Readers race through stories as if following characters who spin through morning coffee, grab their Croakies on the run for breakfast, squeeze all from a day of untracked powder skiing, rush a cocktail on the way to work, learn the specials, criticize the tips, then close down the Coach in a pre-dawn blur. Along the way they meet a town full of characters -- carpenters, skiers, dealers, anglers, drunks, mothers, vagabonds, who are the muscle of the valley. The ones who make it operate.
And along the way, Evangeline's quirks become irrelevant as her language melds with her subjects' actions. Her tone and style match her subject as if there were no more appropriate method to tell of her community.
The Whiskey Eaters is a quick trip though 25 years of the Wilson Dream, that perfect life we covet at the Rocky Mountain resort. On the way, we brush past the gifted and the garbage, the driven, the drunk and the doomed.
Evangeline's stories range from the dream-like tales to the documentary. Long-time valley residents will recognize several of her protagonists. Others are shrouded, familiar only because of a single trait of idiosyncrasy.
Ultimately, Evangeline is successful in reproducing the fabric of her world. Here, as she waits tables, she ponders the mundane and the philosophical, linking the two in a swirl of thought.

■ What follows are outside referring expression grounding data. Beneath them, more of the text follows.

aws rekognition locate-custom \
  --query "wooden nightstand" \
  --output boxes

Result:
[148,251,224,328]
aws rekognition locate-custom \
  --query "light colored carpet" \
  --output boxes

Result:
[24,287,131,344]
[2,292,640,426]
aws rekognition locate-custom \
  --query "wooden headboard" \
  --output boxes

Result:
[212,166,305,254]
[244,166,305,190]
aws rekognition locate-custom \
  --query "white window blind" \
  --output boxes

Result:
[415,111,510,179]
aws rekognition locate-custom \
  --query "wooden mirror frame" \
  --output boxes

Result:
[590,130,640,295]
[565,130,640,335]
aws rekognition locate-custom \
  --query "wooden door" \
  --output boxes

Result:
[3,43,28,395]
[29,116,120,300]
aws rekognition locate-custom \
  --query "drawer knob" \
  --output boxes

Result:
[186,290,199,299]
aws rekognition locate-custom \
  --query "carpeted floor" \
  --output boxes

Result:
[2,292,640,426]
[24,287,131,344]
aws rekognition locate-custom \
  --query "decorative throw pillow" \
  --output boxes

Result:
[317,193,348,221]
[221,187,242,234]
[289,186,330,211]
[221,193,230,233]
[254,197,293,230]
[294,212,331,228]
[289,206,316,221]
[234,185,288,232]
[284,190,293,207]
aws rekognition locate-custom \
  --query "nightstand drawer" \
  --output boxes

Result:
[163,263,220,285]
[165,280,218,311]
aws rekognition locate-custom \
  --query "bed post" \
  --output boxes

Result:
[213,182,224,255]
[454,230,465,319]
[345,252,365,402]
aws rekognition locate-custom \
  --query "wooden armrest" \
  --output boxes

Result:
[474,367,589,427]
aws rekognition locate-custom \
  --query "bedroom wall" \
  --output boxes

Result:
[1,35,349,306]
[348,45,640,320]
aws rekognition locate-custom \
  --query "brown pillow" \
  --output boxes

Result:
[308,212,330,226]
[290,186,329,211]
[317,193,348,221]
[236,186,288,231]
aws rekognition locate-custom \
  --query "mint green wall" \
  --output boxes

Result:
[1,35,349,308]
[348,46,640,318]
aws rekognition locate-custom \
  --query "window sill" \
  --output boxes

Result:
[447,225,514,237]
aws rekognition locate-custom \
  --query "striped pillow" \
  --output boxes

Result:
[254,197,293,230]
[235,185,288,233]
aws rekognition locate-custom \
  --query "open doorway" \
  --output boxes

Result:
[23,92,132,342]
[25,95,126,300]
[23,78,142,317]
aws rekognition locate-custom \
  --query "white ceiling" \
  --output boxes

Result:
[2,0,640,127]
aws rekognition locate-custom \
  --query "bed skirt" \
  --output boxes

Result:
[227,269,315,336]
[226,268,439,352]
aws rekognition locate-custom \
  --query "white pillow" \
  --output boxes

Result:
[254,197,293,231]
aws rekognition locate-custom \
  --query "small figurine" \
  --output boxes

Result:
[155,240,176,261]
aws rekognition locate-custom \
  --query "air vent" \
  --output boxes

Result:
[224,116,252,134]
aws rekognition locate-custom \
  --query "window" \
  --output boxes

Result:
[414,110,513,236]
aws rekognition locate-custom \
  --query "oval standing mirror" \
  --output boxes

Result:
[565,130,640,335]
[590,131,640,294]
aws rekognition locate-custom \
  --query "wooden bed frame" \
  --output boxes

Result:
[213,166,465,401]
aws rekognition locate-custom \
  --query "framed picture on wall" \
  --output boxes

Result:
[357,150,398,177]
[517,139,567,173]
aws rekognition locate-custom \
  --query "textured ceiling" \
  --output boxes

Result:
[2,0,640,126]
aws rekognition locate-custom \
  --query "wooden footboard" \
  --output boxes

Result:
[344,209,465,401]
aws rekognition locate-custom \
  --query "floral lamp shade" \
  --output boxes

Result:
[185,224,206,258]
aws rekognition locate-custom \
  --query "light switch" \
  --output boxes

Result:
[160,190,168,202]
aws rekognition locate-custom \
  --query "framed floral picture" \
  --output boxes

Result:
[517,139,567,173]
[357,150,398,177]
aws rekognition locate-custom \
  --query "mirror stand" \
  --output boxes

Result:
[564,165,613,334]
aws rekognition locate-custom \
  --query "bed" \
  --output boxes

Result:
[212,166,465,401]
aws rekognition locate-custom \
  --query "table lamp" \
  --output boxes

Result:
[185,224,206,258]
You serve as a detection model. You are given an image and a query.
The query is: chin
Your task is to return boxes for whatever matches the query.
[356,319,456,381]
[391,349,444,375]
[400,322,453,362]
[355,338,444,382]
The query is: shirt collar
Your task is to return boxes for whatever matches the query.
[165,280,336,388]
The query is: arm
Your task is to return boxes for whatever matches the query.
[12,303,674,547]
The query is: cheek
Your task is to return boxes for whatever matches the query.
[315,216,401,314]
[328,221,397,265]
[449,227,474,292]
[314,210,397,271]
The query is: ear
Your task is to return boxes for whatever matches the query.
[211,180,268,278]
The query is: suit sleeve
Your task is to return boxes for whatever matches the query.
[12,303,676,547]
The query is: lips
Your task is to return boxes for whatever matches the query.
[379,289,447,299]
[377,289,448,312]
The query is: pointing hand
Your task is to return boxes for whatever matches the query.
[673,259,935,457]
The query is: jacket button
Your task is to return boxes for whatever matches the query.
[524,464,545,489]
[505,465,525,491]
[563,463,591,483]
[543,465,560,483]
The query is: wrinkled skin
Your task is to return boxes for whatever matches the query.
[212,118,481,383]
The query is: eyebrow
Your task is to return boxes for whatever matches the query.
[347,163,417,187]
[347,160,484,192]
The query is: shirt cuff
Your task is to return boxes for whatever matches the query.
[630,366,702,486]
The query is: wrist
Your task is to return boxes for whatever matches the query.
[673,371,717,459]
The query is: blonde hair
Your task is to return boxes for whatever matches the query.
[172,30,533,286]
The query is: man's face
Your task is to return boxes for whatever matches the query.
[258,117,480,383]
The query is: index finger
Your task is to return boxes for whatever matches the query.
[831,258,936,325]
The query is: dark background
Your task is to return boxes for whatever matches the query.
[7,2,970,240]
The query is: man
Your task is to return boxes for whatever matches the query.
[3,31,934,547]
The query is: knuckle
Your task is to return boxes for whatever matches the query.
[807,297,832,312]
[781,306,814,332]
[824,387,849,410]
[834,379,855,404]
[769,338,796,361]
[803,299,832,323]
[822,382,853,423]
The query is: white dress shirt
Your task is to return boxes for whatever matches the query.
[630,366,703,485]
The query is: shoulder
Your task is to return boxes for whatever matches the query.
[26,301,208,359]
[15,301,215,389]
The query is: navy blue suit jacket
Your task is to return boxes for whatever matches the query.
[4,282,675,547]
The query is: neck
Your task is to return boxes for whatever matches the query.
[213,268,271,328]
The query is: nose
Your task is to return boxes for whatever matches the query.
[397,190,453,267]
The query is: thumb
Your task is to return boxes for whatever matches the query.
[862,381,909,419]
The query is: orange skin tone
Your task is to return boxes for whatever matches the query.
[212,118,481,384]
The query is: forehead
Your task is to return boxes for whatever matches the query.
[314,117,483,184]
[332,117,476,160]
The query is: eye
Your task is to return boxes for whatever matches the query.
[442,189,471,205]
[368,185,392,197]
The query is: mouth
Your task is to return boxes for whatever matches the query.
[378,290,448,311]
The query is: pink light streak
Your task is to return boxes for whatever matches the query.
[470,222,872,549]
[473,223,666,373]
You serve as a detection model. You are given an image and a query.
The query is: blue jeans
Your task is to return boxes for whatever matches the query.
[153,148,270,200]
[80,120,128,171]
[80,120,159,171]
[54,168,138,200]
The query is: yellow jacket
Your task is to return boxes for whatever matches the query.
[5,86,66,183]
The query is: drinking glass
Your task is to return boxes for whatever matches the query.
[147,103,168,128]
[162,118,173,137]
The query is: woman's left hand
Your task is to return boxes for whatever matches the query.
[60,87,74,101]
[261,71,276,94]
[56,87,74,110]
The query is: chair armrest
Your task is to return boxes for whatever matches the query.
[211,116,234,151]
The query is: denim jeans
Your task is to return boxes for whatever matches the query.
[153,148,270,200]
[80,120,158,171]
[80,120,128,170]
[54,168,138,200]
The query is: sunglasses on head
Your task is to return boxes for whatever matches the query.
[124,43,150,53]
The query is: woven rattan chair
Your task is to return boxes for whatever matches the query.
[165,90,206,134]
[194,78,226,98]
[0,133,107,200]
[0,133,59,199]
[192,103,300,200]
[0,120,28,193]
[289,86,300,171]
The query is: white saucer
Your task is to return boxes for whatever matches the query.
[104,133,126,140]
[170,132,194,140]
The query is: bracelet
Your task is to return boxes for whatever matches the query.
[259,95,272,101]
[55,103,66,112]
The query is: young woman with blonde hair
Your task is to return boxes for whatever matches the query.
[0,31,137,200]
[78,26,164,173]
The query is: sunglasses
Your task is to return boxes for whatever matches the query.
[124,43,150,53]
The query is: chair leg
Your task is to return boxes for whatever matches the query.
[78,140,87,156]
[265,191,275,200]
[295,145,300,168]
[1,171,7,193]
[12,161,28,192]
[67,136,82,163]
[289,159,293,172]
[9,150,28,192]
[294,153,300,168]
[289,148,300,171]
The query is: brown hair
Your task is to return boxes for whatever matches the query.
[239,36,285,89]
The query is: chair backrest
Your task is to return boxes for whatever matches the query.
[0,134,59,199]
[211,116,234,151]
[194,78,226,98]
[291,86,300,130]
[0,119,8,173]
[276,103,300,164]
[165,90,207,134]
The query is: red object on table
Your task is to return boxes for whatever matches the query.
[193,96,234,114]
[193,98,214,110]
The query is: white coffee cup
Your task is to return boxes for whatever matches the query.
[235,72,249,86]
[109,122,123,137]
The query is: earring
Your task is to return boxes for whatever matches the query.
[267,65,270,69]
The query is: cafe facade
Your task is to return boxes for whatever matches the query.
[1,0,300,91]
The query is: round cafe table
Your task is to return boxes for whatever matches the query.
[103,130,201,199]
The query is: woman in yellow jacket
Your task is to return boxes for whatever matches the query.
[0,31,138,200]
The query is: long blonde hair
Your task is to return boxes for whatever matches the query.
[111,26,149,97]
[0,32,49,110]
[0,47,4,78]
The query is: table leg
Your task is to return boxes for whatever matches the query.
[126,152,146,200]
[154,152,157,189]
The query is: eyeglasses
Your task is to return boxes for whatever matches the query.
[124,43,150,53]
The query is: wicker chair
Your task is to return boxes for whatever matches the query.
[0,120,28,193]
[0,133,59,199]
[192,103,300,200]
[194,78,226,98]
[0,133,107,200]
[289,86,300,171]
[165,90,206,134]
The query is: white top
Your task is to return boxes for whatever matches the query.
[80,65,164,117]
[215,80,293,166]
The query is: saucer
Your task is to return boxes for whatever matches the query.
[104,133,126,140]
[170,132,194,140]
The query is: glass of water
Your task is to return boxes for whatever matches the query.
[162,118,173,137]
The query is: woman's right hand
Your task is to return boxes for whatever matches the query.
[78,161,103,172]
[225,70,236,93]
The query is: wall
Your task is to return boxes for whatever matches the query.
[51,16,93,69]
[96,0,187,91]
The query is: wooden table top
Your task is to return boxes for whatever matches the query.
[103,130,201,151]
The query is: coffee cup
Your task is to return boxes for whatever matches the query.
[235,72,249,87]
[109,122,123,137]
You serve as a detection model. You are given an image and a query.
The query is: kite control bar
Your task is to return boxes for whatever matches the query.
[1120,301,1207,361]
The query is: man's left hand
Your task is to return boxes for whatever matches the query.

"The sign says if your order isn't up, don't stand in the pass-through and , that if you ignore the sign, there will be consequences to pay. What the sign doesn't know is that I've paid my consequences, paid time and again, and if I hadn't, I wouldn't be standing in the pass-through, waiting for a porterhouse steak, medium rare, garlic potatoes and sauteed vegetables to serve to the hungry middle aged couple in the dinning room, maybe almost my age, maybe older, hard to say , may own body refusing its age, mostly still holding the muscle, an aged prime cut, telling, cut distinct, showing perhaps, in deat, a different kind of hunger. Consequences cannot be managed, arranged like the table setting, forks, knives, plates, but like most managements these dits think they control consequence like some sort of religious consecration as if management were some sort of high f-ing priest of the business world, chanting managese like hail Marys, asking employees to bow to their particular machine like modern pilgrims, smile, bow, consecrate themselves in the money machine."
The Whiskey Eaters is an inside look at a tribe whose history to this point has been only oral. Evangeline has preserved a portion of that heritage.